Next up at #CLIDA2024 is Gruffudd Prys sharing "Recent Language Technology developments fro Welsh at Bangor University"

Prys: The team includes 8 linguists and 5 developers working on dictionaries, grammar and spelling checkers, speech synthesis and recognition, machine translation, computer-assisted translation tools, and NLP tools, all in order to facilitate the use of Welsh in digital contexts.

Prys: Two types of outputs: language tech building blocks that companies and others can use (distributed under permissive open source licenses) and end-user products (e.g. apps) for the language.

These tools from https://techiaith.cymru/ have also been integrated into #Spacy (https://spacy.io/).

They also have a Welsh virtual assistant called Macsen which you can run on iOS or Android to interact with your phone by voice in Welsh.

Prys: you can also use Macsen through the web at https://macsen.techiaith.cymru/ to do speech recognition.

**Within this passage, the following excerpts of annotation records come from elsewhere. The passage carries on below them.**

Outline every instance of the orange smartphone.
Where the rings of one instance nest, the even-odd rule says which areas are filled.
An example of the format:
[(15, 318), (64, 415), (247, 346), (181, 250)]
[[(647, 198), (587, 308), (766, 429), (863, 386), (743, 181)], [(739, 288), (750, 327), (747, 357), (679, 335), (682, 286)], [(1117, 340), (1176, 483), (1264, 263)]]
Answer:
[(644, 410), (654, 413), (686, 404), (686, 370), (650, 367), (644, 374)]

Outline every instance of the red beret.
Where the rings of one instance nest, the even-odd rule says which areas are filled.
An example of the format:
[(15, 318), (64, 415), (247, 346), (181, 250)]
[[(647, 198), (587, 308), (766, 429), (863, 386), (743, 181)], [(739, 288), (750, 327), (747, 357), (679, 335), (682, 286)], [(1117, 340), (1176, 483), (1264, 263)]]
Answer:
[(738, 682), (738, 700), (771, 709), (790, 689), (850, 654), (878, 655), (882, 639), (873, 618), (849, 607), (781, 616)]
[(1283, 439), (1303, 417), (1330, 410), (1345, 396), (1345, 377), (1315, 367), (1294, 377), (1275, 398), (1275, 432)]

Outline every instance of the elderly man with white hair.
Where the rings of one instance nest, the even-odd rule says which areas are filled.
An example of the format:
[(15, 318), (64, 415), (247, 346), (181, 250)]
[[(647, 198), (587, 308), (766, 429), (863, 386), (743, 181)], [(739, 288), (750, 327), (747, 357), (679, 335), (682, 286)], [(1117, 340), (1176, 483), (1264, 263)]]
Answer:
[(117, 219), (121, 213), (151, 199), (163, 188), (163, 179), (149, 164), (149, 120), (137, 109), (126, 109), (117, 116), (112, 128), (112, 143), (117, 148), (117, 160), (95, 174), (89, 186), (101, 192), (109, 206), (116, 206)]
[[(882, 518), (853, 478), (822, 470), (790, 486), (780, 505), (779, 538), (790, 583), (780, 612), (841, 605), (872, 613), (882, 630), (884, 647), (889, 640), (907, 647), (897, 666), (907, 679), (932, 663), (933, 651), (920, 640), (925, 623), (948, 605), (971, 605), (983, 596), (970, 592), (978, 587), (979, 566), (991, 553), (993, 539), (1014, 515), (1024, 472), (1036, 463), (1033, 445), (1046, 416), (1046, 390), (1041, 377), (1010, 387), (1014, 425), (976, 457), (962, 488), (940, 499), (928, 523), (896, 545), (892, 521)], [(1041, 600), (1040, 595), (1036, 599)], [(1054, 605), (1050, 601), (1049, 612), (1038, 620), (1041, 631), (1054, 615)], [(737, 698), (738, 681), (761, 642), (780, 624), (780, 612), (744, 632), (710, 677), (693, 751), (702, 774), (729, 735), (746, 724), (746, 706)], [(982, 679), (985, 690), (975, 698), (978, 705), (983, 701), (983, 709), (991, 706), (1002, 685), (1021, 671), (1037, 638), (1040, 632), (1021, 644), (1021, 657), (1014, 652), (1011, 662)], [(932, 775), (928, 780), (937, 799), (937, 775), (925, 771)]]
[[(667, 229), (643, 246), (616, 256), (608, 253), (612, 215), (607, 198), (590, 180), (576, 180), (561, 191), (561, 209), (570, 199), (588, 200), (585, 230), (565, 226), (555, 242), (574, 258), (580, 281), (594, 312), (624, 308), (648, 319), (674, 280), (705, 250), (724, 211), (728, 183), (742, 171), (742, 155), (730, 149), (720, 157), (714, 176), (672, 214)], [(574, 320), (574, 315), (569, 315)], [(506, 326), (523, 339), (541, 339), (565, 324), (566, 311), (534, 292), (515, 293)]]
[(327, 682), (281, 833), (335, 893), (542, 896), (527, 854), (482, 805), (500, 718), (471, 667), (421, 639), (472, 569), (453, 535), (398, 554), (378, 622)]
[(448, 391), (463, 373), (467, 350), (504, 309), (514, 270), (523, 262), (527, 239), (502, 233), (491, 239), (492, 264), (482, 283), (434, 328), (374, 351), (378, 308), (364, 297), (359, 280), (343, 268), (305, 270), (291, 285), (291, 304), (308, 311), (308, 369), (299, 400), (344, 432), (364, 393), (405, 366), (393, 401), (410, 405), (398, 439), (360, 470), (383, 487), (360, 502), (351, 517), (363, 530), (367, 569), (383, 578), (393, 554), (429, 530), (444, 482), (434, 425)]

Text-to-speech demo (with bilingual voices) is available at https://tts.techiaith.cymru This bilingualism represents the actual use of the language today

macsen

A new Flutter project.

Prys: we have also collaborated with OpenAI to provide chatbot answers through ChatGPT in Welsh. This and translation from spoken language are also available from the Macsen demo online.

There are also translation tools specialised to health and policy domains.

Prys: on a Welsh legislation dataset, fine-tuning GPT3.5 achieves better BLEU scores (~58) than GPT-4 (without fine-tuning) at ~55. The Bangor neural machine translation system achieves a BLEU score of 72.6(!)